Jakarta sedang dilanda polusi udara tingkat tinggi dan terus-menerus, dengan rata-rata tingkat PM2.5 melebihi pedoman WHO yaitu sekitar 7 kali lipat. Polusi udara ini tak kunjung hilang, meskipun langkah kebijakan untuk menguranginya sudah dilakukan. Misalnya memberlakukan work from home (WFH) bagi sebagian aparatur sipil negara (ASN) pemerintah Provinsi DKI Jakarta. Namun, ternyata kebijakan yang dimaksudkan untuk mengurangi volume lalu lintas, tidak menghasilkan penurunan tingkat PM2.5 secara nyata. Centre for Research on Energy and Clean Air (CREA) mengatakan, pengurangan perjalanan dan mengemudi secara lokal tidak menyelesaikan masalah polusi udara di Jakarta. “Akar permasalahan polusi udara di Jakarta tidak bisa direduksi hanya pada satu sumber saja, seperti perjalanan pulang-pergi. Misalnya, tidak ada penurunan polusi yang terukur selama WFH,” kata analis CREA Katherine Hasan, dalam keterangan pers, dikutip Kamis (31/8/2023).

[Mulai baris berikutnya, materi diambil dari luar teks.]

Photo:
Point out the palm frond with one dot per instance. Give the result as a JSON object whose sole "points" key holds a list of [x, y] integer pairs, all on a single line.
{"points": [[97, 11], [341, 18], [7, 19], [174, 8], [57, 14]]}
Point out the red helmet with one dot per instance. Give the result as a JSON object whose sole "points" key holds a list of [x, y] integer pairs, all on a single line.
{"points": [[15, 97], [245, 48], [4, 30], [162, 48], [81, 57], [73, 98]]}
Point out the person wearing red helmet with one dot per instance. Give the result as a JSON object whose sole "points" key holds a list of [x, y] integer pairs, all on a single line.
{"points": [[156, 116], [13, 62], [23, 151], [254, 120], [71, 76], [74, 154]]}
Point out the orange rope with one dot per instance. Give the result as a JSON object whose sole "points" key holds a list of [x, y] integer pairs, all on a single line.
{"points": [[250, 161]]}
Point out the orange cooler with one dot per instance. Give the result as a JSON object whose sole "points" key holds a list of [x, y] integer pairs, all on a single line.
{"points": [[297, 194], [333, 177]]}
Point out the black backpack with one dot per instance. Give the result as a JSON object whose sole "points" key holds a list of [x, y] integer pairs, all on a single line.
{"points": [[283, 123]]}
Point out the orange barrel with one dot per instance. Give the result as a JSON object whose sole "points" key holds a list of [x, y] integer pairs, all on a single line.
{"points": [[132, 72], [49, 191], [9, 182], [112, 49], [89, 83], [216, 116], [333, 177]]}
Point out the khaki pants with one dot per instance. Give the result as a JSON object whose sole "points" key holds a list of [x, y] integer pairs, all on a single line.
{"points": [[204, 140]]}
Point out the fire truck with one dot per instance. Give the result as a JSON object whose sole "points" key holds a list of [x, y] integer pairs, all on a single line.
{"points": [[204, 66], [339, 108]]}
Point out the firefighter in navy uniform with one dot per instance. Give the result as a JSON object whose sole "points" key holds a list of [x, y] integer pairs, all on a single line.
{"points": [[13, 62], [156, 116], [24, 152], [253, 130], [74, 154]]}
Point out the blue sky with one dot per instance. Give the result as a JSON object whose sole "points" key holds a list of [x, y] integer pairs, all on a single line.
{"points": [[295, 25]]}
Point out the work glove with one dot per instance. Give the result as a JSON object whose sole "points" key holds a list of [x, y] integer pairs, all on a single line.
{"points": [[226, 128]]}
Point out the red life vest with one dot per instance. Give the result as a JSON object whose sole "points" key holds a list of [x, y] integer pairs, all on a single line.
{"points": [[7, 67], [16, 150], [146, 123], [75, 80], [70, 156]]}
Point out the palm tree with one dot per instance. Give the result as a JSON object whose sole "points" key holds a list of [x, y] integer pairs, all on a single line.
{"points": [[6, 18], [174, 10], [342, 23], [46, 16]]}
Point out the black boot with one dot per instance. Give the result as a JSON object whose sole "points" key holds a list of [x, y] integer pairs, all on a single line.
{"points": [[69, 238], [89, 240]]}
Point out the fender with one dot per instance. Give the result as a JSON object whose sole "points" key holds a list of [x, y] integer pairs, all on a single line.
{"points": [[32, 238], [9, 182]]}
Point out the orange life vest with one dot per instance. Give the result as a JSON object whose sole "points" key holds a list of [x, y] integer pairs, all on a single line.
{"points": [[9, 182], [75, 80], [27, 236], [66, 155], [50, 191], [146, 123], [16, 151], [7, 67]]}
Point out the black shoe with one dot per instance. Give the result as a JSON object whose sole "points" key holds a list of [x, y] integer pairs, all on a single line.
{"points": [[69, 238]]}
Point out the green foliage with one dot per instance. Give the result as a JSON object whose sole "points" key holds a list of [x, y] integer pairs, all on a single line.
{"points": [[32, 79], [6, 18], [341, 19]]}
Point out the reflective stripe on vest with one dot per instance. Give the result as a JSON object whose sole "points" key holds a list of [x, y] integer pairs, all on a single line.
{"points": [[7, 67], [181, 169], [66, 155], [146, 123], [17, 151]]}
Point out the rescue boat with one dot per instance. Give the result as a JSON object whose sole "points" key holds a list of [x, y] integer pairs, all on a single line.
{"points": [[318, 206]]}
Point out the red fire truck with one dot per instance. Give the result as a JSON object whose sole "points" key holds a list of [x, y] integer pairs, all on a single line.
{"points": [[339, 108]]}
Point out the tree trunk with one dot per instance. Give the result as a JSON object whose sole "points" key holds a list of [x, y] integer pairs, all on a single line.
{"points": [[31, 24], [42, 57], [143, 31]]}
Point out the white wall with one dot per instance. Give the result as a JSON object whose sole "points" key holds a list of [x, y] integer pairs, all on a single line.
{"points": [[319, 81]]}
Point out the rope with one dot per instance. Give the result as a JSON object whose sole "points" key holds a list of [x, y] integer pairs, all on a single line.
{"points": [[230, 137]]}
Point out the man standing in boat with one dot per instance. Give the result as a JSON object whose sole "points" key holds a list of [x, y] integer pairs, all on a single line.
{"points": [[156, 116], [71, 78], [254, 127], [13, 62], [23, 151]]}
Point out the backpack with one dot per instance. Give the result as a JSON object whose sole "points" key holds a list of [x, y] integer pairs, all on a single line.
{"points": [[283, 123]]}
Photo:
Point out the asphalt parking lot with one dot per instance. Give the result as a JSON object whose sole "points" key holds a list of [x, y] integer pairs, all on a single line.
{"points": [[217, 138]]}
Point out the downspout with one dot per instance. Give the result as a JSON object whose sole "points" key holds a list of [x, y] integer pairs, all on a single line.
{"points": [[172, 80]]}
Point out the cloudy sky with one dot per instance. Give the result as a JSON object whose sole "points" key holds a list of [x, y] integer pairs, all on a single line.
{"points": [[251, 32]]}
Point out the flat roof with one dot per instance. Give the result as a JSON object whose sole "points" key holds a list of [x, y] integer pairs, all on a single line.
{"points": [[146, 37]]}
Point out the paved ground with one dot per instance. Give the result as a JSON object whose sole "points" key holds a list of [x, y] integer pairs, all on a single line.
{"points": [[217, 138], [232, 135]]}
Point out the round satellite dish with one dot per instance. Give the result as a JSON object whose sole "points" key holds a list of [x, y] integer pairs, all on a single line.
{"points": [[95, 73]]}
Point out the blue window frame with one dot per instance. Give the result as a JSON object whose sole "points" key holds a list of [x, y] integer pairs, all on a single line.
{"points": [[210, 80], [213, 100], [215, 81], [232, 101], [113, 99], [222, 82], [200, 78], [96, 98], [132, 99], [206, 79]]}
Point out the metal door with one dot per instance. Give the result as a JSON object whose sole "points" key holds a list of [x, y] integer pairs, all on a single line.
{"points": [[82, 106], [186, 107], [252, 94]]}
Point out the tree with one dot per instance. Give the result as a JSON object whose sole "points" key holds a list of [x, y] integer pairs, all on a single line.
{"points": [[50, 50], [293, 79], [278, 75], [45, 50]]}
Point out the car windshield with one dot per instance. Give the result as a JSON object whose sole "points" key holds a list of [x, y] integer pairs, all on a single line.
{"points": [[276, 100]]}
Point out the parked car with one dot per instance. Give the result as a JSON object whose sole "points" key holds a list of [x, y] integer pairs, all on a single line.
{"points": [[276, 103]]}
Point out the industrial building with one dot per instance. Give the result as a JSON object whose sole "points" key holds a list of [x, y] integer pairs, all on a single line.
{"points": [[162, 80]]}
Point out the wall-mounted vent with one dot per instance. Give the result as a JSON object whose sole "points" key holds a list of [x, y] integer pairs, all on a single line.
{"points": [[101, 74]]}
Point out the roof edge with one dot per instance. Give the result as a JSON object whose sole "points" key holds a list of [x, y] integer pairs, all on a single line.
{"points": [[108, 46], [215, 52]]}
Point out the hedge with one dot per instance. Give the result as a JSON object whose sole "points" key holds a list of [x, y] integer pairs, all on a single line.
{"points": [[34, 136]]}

Tingkat polusi sangat berkorelasi dengan model semburan emisi buang berbagai PLTU batu bara yang mencapai Jakarta. Hal ini secara jelas menunjukkan kontribusi sektor ketenagalistrikan serta sumber-sumber lintas batas secara umum. “Kami (CREA) telah mengidentifikasi selusin pembangkit listrik tenaga batubara di sekitar Jakarta, yang berlokasi di Banten dan Jawa Barat,” kata Katherine “Analisis kami terhadap episode polusi udara di Jakarta baru-baru ini menunjukkan bahwa tingkat polusi meningkat ketika angin bertiup dari lokasi yang memiliki pembangkit listrik tenaga batu bara,” imbuhnya.
Hal ini menunjukkan bahwa pembangkit listrik tenaga batu bara adalah bagian dari masalah. Temuan ini memvalidasi hasil pemodelan CREA yang menemukan bahwa pembangkit listrik tenaga batu bara adalah penyebab untuk sekitar 2.000 kematian akibat polusi udara setiap tahunnya di Jakarta saja. “Meremehkan kontribusi pembangkit listrik tenaga batubara terhadap polusi yang terjadi belakangan ini tidak akan membantu mengatasi masalah genting saat ini,” tegasnya. Untuk itu, daripada terlalu berfokus pada penggunaan kendaraan bermotor pribadi, baik roda empat maupun roda dua di Jakarta, pemerintah harus mengatasi sumber utama polusi secara sistematis di tingkat daerah.